Мухиттин подвинул Рефику стул, познакомил его с курсантами и спросил, что он будет пить, при этом продолжая внимательно изучать его лицо. «Да, у него явно какой-то камень на душе!»
Некоторое время говорили о всяких пустяках. Когда принесли вино, Рефик напомнил:
— Ты, помнится, хотел подарить мне свой сборник.
Вчера они говорили об этом по телефону. Мухиттин достал книгу. На обложке было написано: «Нежданный дождь». «Надо сделать дарственную надпись, — подумал он. — Они смотрят на меня и гадают, что же я такое напишу. Уф, целая церемония!» Потом ему вспомнился один недавний случай.

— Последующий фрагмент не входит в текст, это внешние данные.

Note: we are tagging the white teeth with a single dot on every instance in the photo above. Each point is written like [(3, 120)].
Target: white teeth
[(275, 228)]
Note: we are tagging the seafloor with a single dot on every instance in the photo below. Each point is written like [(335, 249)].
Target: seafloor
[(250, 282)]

— В издательство, которое опубликовало мой сборник, зашел один пожилой чиновник, издававший книгу на собственные средства. Всем, кому случилось оказаться поблизости, он раздавал свои книги и надписывал их. Спросил, чем я занимаюсь, и, узнав, что я поэт, торжественно надписал: «Моему дорогому другу, поэту Мухиттину, чьи стихи доставили мне немалое удовольствие». — Он засмеялся, но, увидев, что Рефик по-прежнему невесел, замолчал. «Какой он сегодня грустный. Надо развеселить!» — подумал Мухиттин и сделал в книге такую надпись: «Моему дорогому другу, молодому коммерсанту Рефику, наблюдение за жизнью коего доставляет мне немалое удовольствие». Написав это, сразу же решил, что шутка получилась плоской, но делать было нечего, и он вручил книгу Рефику.

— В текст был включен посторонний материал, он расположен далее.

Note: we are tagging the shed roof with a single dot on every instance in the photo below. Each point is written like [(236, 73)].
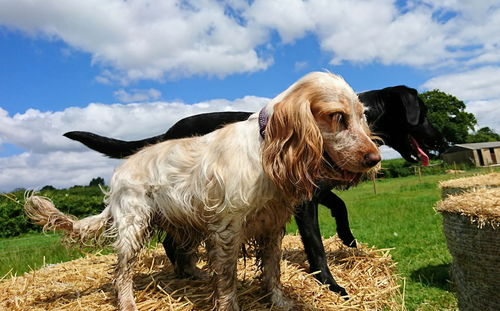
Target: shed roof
[(474, 146)]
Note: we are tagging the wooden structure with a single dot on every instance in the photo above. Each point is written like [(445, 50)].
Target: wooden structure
[(479, 154)]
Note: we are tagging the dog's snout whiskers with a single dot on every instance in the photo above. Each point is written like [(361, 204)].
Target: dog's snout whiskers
[(371, 159)]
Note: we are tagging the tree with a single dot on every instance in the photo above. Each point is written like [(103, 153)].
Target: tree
[(482, 135), (447, 114), (97, 181)]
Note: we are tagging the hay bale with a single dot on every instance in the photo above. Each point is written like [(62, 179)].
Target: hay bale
[(461, 185), (471, 222), (86, 284)]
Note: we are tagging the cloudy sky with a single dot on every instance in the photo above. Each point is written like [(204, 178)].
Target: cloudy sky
[(130, 69)]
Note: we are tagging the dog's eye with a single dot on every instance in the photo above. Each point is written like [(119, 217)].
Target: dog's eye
[(339, 118)]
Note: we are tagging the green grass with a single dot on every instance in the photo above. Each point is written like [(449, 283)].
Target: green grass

Рефик осмотрел подарок, изучил обложку, сказал пару слов о качестве шрифта и бумаги, потом взглянул на дарственную надпись и изменился в лице.
— Ох, брат! Моя жизнь… Моя жизнь пошла под откос…
— Что ты такое говоришь?!
Мухиттин был поражен и растерян. Он готовился к чему-то в таком роде, но это уж было чересчур. Некоторое время он сидел молча, прислушиваясь к шуму голосов и избегая смотреть на Рефика. «Брат, моя жизнь пошла под откос! Брат…» Вчера в телефонном разговоре Рефик тоже назвал его братом. Сколько лет он не слышал от него этого слова… «Как я разволновался! Что же с тобой случилось, брат? Ты ведь был счастливым! Не то что я… Что же случилось? Ладно, поговорим, выясним. Но не перед этими же юнцами…»
— Кстати, как твоя маленькая дочурка? — спросил он, чтобы прервать затянувшуюся паузу.
— Хорошо. Так быстро растет!
— Это здорово. Знаешь, что я решил? Я не буду жениться, подожду, пока она вырастет.
— Не женись! — сказал Рефик. — Не женись, очень правильное решение. — Он уже почти допил свой бокал.
— Нет-нет, я женюсь на твоей дочери. Она наверняка вырастет красавицей. Я в этом не сомневаюсь! — Тут Мухиттин осекся. «Чуть было не сказал, что нахожу Перихан очень красивой женщиной!»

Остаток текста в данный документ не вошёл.